Get Your Email Game On Point
Email is a beautifully utilitarian communications medium. It’s asynchronous, universal and best used to convey facts and requests. That’s why it’s the best medium for business communication.
Everyone’s top goal for email should be to communicate concisely, clearly and in a way that encourages recipients to read, understand and respond.
Boomerang, a company that makes email plug-ins for Google Gmail and Microsoft Outlook, offers a feature called Respondable. It’s an email assistant that uses machine learning to help you craft great emails. It tracks in real time the subject length, word count, question count, reading level, positivity, politeness and subjectivity. (The last three metrics use machine learning and are available only with the paid Pro and Premium versions.)
By using Respondable, you can polish your email skills on the fly, every time you send a message.
Stop Talking Unprofessionally
Our own linguistic tics—such as using “filler” words such as “like” or “um”—are hard to notice and even harder to break the habit of doing.
Your ability to speak well and sound articulate goes a long way in the business world. World-class leaders don’t say “like” and “um” every five seconds.
The best way to shed these linguistic tics is for another person to call your attention to it every time you use one.
Until now. Thanks to new smartphone apps that listen to your speech and help you notice filler words, you don’t have to dragoon another person into the task of fixing the way you speak.
An iOS app called LikeSo listens to you talk and tells you how often you use words such as “like,” “basically,” “literally,” “so,” “totally” and other common expressions. Another iOS app, called Ummo, does something similar, giving you a “report card” after listening to you talk to let you know how many needless filler words you used.
These apps are particularly good to use while you practice your presentation—and even during actual presentations.
Build Habits for Success
The attributes for success—which run the gamut from overall health and energy levels to getting up early to communicating effectively—are built slowly over time in the form of habits.
But how do you form a habit?
At some point, we all get inspired to build habits. We work on building those habits for as long as the inspiration lasts. Then, inevitably, we put it off, forget about it and stop building the habit.
One great way we can keep on building a habit is with a social habit-building app for iOS and Android called Coach.me. It’s based on a brilliant premise: to remove all the excuses our minds conjure up for not building habits of personal and professional success.

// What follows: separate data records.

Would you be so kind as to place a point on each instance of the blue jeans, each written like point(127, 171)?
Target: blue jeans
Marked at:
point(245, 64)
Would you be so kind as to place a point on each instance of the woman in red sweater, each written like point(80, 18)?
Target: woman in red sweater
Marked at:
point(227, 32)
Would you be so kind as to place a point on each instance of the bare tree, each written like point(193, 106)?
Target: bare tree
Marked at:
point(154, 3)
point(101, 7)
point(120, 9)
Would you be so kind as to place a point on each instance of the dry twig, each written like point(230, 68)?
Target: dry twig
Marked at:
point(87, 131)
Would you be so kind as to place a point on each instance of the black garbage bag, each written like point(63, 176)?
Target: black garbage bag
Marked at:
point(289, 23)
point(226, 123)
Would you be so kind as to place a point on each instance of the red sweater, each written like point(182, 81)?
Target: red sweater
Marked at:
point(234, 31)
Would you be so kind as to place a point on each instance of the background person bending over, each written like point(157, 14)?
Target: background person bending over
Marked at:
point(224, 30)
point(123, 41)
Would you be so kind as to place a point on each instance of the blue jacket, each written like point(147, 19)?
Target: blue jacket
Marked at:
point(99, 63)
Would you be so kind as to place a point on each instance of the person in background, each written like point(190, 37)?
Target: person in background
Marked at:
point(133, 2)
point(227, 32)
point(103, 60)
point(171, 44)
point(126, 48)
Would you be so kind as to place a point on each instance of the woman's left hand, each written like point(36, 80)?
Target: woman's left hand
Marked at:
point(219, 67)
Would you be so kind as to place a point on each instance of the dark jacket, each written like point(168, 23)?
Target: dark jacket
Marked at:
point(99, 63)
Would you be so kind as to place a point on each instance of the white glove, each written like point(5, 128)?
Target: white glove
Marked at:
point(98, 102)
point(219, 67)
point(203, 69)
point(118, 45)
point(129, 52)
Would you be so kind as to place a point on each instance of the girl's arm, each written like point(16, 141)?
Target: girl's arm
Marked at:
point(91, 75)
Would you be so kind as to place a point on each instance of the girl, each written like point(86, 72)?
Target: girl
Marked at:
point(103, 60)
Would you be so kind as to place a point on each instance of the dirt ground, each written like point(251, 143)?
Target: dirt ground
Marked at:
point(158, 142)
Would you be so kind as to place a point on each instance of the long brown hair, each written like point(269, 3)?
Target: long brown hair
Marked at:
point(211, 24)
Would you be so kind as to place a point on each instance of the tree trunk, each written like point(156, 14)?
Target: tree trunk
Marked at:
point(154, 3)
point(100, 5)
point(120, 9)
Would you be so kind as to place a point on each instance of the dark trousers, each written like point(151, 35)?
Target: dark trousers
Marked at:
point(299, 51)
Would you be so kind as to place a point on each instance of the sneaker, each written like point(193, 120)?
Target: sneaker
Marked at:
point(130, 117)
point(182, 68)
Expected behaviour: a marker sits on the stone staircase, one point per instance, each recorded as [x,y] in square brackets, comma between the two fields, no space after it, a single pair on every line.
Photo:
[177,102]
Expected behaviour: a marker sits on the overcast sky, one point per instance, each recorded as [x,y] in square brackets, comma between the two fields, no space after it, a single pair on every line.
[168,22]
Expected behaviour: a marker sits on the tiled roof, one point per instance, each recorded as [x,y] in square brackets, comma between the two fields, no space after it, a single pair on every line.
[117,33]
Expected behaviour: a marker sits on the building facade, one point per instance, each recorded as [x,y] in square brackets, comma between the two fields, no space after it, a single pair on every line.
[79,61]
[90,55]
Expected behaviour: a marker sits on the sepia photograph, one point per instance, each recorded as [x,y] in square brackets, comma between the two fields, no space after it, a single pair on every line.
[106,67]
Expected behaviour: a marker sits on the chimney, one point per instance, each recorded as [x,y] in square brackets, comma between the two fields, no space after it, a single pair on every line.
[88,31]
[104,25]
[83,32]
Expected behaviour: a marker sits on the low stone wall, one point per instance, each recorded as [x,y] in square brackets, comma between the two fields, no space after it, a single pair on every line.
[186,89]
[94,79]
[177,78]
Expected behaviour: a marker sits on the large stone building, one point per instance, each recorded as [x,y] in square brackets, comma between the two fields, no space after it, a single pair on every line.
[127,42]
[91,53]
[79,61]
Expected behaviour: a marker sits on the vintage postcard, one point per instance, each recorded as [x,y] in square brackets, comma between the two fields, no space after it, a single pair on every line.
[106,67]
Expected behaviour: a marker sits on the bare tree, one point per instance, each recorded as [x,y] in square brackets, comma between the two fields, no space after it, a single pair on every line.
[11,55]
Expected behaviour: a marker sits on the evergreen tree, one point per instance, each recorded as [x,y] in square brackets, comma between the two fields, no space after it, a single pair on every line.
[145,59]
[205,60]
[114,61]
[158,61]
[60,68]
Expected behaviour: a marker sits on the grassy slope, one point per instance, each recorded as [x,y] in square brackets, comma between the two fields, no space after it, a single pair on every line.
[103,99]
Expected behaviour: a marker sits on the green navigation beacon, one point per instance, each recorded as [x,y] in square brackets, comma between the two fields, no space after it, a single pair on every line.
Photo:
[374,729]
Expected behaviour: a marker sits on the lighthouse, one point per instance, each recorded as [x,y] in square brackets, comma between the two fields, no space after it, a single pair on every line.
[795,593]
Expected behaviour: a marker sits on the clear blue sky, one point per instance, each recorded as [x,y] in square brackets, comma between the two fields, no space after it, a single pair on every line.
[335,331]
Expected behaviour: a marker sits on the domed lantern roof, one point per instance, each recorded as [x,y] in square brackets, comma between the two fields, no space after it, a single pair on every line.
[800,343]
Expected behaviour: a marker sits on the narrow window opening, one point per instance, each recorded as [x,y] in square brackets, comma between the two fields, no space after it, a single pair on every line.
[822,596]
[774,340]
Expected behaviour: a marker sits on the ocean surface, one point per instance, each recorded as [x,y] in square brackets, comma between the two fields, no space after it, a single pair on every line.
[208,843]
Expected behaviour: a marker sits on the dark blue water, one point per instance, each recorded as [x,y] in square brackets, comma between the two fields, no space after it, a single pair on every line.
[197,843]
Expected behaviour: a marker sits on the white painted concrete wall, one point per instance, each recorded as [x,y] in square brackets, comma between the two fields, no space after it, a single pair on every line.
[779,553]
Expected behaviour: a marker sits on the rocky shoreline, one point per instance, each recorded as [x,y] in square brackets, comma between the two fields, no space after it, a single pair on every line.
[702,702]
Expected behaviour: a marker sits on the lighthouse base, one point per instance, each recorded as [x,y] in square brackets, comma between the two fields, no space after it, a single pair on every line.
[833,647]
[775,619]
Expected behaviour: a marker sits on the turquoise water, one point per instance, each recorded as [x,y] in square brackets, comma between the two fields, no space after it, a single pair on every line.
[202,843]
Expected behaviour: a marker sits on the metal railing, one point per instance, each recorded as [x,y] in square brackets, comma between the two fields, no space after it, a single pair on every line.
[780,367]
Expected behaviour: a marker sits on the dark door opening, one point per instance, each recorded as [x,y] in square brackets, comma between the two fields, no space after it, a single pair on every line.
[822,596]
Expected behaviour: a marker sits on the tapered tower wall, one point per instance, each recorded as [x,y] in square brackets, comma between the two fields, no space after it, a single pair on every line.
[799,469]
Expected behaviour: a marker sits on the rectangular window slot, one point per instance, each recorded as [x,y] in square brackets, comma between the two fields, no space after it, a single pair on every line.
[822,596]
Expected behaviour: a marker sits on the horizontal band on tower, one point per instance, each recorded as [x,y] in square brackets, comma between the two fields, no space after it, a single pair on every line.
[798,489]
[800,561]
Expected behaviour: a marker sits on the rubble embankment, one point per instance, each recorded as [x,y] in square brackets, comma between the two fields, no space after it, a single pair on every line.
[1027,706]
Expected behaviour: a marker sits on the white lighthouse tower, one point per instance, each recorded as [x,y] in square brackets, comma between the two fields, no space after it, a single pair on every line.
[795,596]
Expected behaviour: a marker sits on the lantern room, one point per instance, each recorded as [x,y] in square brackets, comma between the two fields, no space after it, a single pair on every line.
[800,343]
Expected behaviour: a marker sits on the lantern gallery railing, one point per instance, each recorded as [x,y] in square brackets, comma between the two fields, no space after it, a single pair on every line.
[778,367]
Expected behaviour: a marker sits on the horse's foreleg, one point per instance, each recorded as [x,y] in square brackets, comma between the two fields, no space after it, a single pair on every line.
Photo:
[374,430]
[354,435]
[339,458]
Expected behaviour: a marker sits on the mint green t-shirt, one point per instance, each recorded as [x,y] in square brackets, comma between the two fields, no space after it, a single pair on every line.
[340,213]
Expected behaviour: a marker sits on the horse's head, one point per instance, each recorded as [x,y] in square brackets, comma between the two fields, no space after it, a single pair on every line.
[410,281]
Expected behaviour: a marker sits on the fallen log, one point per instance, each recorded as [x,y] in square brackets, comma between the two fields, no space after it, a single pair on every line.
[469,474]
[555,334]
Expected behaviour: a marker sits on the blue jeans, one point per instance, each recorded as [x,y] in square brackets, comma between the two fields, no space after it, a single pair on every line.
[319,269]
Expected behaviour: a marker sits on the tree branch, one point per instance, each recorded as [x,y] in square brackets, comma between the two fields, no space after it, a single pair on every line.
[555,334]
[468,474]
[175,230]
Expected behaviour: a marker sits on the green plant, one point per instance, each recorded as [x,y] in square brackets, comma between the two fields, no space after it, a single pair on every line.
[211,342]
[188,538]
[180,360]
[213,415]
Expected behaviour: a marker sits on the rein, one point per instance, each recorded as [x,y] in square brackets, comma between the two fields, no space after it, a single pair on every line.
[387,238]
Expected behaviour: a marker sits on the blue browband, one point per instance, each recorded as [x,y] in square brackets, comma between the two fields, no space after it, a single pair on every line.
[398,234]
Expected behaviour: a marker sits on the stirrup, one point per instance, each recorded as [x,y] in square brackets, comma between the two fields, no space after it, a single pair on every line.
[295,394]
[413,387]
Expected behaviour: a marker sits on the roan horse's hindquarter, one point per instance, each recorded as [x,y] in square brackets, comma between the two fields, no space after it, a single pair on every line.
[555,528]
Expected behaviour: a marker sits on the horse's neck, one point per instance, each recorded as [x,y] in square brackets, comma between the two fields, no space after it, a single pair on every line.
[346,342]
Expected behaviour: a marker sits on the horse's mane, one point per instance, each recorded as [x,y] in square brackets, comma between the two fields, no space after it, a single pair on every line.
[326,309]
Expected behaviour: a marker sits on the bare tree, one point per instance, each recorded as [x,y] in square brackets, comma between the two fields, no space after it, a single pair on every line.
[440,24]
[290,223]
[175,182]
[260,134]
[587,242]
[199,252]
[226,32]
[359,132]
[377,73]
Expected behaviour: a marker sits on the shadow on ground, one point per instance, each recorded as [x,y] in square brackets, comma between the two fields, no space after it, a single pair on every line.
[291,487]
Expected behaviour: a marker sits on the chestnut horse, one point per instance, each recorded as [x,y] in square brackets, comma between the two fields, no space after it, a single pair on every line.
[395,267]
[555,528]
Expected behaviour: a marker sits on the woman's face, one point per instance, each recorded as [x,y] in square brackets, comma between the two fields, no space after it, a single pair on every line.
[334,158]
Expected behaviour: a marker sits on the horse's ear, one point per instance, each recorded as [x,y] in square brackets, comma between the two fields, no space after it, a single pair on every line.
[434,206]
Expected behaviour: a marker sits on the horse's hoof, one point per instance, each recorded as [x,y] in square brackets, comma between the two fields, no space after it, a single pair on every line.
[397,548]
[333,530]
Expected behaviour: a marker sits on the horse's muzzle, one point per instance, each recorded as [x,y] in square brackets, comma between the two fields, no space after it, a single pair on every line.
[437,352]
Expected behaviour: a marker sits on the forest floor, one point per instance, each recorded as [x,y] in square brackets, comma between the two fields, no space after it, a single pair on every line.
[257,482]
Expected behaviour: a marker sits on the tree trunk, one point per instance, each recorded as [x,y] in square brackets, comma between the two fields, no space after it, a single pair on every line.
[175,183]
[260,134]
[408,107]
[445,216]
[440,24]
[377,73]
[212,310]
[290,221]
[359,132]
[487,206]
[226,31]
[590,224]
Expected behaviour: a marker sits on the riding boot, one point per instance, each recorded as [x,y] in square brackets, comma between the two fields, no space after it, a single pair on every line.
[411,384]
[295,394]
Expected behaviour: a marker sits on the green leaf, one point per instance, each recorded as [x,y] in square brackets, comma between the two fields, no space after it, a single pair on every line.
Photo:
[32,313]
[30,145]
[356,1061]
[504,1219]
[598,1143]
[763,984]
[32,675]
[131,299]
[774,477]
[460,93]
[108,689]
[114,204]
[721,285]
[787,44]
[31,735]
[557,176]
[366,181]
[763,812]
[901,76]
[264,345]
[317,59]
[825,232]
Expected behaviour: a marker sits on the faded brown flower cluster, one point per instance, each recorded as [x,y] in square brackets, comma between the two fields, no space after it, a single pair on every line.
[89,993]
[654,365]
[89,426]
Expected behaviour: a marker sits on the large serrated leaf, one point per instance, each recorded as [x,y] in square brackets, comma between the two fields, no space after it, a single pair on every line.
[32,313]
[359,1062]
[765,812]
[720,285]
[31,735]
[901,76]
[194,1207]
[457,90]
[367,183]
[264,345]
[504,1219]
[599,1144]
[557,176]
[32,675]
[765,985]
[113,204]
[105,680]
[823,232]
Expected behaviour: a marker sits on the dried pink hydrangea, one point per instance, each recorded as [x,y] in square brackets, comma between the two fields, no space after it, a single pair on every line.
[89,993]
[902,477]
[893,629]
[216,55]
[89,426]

The first layer includes smartphone app reminders. You can choose from a list or create a habit you’d like to build, such as work out, read business books or create an agenda for every meeting. Then, you can tell the app how often you’d like to be reminded.
The second layer is social. You can join “challenges”—specific habits that other users are building—and the social interaction enables a kind of motivating peer pressure. It also provides support and help from the community.
The third layer is professional coaching, which comes in the form of for-pay “habit coaching” and “leadership coaching.”